These are just the people I personally know, on the Day After. I saw other stories online yesterday (of a woman ripping off another woman’s hijab in the Walmart, of an African American woman being threatened with a gun by four white men at a gas station who told her how happy it will be when all the black people are dead, and on and on) that show how this election has already pulled back the scrim of civility and threatens the daily lives of vulnerable communities.
I spent the day literally trembling in fear for myself, my family, my friends and neighbors. This had never happened to me, not in this way. It felt like the moments after an adrenaline crash, when I shook while realizing I had survived some threat. But it wasn’t that phenomenon at all–not the restorative cascade of shivers that comes when you realize you’ve made it through an accident or an assault, but the uncontrollable shuddering of an animal awakening to find a predator at the door of its den.
I know this predator isn’t new, it’s just, as others have written, I had started to feel hopeful that we had in recent years begun to reform its behavior. Whether it was through broader awareness of the needs of transgender kids, or the open discussions of race propelled by Black Lives Matter, or the boldness of the Dreamers standing up for immigrant students’ rights, it seemed like we were making some progress toward the inclusive U.S. we are supposed to be.
I woke at 3 this morning with the refrain of a hymn–“oh, oh, sometimes it causes me to tremble, tremble, tremble”–the sound of my mind processing my body’s day of shaking. The hymn is “Were You There When a They Crucified My Lord,” a devastating song of grief and culpability that many congregations sing in the days leading up to Easter.

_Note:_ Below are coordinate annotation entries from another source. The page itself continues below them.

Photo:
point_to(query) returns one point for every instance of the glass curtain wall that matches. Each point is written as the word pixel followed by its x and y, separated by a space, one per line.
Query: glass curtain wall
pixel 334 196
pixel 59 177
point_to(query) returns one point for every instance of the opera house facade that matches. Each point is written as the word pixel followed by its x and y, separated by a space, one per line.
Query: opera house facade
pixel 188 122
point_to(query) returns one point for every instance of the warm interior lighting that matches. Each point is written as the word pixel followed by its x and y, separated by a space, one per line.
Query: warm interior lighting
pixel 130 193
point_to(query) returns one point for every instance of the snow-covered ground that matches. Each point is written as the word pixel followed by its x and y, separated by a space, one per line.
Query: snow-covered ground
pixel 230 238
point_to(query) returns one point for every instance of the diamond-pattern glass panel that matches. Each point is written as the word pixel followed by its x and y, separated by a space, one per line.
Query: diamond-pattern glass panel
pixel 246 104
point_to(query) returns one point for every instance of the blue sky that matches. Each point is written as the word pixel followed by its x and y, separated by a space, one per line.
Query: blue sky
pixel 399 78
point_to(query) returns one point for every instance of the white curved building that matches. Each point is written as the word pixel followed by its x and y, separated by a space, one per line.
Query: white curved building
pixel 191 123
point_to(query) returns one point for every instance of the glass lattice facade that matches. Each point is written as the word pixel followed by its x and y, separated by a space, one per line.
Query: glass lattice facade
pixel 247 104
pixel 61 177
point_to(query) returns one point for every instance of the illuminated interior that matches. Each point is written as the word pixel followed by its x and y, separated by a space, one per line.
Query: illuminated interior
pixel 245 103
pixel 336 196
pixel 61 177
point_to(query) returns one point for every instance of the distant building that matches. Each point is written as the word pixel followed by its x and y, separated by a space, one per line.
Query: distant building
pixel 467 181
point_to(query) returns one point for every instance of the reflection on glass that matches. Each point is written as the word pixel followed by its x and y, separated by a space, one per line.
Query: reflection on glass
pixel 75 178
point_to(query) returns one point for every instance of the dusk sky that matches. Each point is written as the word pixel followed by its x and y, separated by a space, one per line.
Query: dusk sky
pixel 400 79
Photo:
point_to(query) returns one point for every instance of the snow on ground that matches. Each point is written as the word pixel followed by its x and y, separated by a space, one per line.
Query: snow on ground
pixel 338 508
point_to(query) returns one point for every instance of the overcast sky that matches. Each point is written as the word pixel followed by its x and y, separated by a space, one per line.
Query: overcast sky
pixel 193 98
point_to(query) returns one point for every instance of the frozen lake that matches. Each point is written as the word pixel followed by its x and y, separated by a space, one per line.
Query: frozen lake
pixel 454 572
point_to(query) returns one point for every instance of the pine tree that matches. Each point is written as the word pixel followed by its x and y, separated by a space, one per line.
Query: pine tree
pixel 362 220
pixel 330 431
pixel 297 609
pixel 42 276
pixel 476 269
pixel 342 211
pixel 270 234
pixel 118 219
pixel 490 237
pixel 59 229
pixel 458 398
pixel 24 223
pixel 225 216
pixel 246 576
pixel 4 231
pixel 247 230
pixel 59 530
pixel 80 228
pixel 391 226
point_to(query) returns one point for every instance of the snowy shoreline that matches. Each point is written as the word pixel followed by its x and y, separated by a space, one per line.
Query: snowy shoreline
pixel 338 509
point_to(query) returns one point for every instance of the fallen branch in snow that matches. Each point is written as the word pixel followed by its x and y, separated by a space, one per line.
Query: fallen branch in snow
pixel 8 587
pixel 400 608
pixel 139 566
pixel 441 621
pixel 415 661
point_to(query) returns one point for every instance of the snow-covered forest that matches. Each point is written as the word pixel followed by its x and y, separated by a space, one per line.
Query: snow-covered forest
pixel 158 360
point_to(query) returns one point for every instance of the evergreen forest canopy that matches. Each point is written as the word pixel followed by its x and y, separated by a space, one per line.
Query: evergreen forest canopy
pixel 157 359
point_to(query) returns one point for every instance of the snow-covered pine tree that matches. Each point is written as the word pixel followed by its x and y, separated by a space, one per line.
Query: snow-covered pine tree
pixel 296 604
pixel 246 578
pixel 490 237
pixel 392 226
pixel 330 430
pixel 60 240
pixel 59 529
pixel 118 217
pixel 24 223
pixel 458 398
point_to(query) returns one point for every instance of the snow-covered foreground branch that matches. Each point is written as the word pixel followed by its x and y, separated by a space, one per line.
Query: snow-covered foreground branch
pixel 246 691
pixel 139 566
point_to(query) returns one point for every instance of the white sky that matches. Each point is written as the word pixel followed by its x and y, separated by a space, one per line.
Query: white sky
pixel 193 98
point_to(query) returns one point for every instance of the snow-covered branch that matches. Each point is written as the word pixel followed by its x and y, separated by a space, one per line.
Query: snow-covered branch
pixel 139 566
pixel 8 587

Were you there when they crucified my lord?
Were you there when they nailed him to the tree?
Were you there when they laid him in the tomb?
Oh, oh, sometimes it causes me to tremble, tremble, tremble.
Were you there when they crucified my lord?
I think this song of self-inquiry, of questioning what injustices we have been present for, is appropriate today. I got an email last night from Faithful America, a group of activist Christians devoted to “Love thy neighbor, no exceptions,” asking me to sign this pledge, which I did:
“As a follower of Jesus, I will join with my sisters and brothers in resisting any and all attacks by the Trump administration on the most vulnerable among us. Following the examples of the saints and martyrs, and guided by prayer and discernment, I am prepared if necessary to risk my own safety and well-being for the sake of others.”
Those of us from marginalized groups might still be trembling today in fear of what is to come, but we’re going to get up in a minute and chase that predator from the door.
Those from the majority should be trembling, too, at what they have allowed to happen, what they have watched from the edges of the woods, and join us in the chase.